Des performances moyennes en sciences, maths et compréhension de l’écrit
En sciences (la dominante de Pisa 2015), nos résultats sont globalement décevants. Comme le souligne Gabriela Ramos, directrice de cabinet de l’OCDE en présentant les derniers résultats: En 2006 (dernière évaluation Pisa à dominante scientifique), "on n’avait pas les smartphones, ni Skype.

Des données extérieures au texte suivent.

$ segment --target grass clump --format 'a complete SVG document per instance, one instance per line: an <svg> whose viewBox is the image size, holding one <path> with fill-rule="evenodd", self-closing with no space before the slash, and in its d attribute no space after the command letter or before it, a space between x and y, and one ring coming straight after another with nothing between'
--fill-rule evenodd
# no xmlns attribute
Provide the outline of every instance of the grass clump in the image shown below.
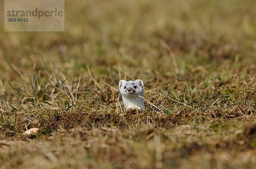
<svg viewBox="0 0 256 169"><path fill-rule="evenodd" d="M65 5L64 32L0 33L0 167L255 167L253 1Z"/></svg>

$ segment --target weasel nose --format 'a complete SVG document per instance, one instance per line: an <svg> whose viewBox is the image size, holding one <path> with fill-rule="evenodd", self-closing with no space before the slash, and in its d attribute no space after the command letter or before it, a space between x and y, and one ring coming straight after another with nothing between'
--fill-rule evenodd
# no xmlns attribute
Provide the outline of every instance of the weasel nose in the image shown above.
<svg viewBox="0 0 256 169"><path fill-rule="evenodd" d="M131 90L132 90L132 89L131 87L129 87L127 89L127 91L128 91L129 92L131 92Z"/></svg>

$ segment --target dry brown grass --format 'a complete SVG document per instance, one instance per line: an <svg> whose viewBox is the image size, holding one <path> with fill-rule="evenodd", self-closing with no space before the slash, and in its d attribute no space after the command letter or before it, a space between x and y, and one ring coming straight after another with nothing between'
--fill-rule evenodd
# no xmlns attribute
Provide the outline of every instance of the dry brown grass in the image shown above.
<svg viewBox="0 0 256 169"><path fill-rule="evenodd" d="M64 32L0 32L0 168L255 168L254 1L65 5Z"/></svg>

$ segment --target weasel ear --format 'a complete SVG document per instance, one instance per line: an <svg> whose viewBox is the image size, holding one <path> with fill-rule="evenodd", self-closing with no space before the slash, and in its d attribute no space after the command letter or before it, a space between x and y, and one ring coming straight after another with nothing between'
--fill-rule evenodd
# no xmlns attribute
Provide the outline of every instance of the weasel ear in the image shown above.
<svg viewBox="0 0 256 169"><path fill-rule="evenodd" d="M125 83L126 82L126 81L125 80L121 80L120 82L119 82L119 89L124 85Z"/></svg>
<svg viewBox="0 0 256 169"><path fill-rule="evenodd" d="M142 88L143 89L144 89L144 88L145 87L145 86L144 85L144 83L143 82L143 81L142 81L142 80L137 79L137 80L135 80L135 82L137 83L138 83L138 84L139 84L139 85L141 87L141 88Z"/></svg>

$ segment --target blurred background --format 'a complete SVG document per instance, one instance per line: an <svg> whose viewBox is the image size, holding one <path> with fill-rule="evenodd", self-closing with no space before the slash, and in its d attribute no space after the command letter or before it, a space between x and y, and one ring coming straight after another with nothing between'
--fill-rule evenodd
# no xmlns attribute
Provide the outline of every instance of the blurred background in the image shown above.
<svg viewBox="0 0 256 169"><path fill-rule="evenodd" d="M256 69L253 0L75 0L65 6L64 32L4 32L0 18L2 85L20 76L13 65L26 74L35 64L44 69L42 60L54 68L49 59L65 74L86 76L88 66L115 83L124 78L120 68L133 78L177 80Z"/></svg>

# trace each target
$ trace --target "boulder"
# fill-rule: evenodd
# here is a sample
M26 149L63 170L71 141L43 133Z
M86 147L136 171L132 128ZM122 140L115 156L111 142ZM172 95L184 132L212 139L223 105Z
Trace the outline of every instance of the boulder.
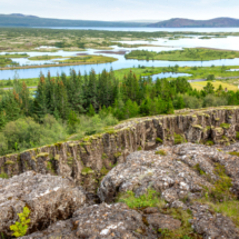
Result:
M212 187L211 182L219 179L215 171L217 163L231 177L237 195L238 157L203 145L182 143L131 153L103 178L98 196L109 202L119 192L131 190L139 197L152 188L171 206L179 207L183 205L180 199L199 198L202 186Z
M9 227L19 220L23 207L30 209L29 232L42 230L57 220L66 220L86 203L86 193L71 179L33 171L0 179L0 231L11 236Z
M88 239L157 239L143 223L142 215L123 203L94 205L83 207L73 213L72 219L50 226L22 239L38 238L88 238Z
M206 205L193 205L191 208L193 229L203 235L206 239L238 239L239 229L235 223L221 213L216 213Z

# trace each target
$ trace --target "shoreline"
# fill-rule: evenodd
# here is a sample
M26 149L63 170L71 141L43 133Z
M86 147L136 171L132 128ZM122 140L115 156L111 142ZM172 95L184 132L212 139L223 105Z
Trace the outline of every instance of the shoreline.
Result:
M77 62L77 63L59 63L59 64L39 64L39 66L24 66L24 67L12 67L12 68L0 68L0 70L21 70L21 69L31 69L31 68L51 68L51 67L67 67L67 66L81 66L81 64L101 64L101 63L112 63L118 61L104 61L104 62Z

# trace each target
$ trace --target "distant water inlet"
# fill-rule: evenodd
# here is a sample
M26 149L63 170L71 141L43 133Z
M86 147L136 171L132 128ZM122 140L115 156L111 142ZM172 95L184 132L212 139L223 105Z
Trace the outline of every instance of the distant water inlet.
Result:
M190 77L191 74L189 73L175 73L175 72L162 72L162 73L157 73L157 74L152 74L150 76L152 78L152 80L157 80L157 78L159 79L163 79L163 78L178 78L178 77ZM146 78L146 77L145 77Z

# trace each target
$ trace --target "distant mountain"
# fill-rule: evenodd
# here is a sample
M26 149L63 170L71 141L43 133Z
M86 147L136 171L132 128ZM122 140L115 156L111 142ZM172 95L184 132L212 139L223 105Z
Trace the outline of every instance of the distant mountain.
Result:
M0 14L0 27L146 27L149 22L64 20L24 16Z
M185 18L172 18L167 21L148 24L151 28L237 28L239 19L215 18L210 20L191 20Z

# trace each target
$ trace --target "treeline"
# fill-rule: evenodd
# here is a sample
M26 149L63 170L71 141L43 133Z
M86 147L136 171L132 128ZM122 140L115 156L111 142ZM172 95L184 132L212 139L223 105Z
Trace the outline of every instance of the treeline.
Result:
M239 91L191 88L185 78L175 80L150 77L139 79L129 71L117 79L113 71L81 76L40 76L32 97L27 84L14 80L13 90L0 101L0 155L71 140L103 131L118 120L140 116L173 113L175 109L202 108L239 103ZM73 136L72 136L73 135Z

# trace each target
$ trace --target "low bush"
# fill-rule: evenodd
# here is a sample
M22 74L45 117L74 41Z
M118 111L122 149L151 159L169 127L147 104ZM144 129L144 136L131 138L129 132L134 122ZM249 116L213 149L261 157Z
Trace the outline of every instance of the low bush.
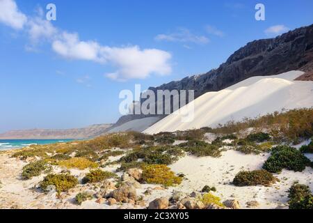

Les avances technologiques sont impressionnantes. Mais les systèmes éducatifs ne sont pas la hauteur de ces développements". Ceci est vrai partout. Mais particulièrement en France : avec un score de 495 points pour la partie scientifique, le pays se situe dans la moyenne OCDE (493 points), stagnant au même niveau qu’en 2006.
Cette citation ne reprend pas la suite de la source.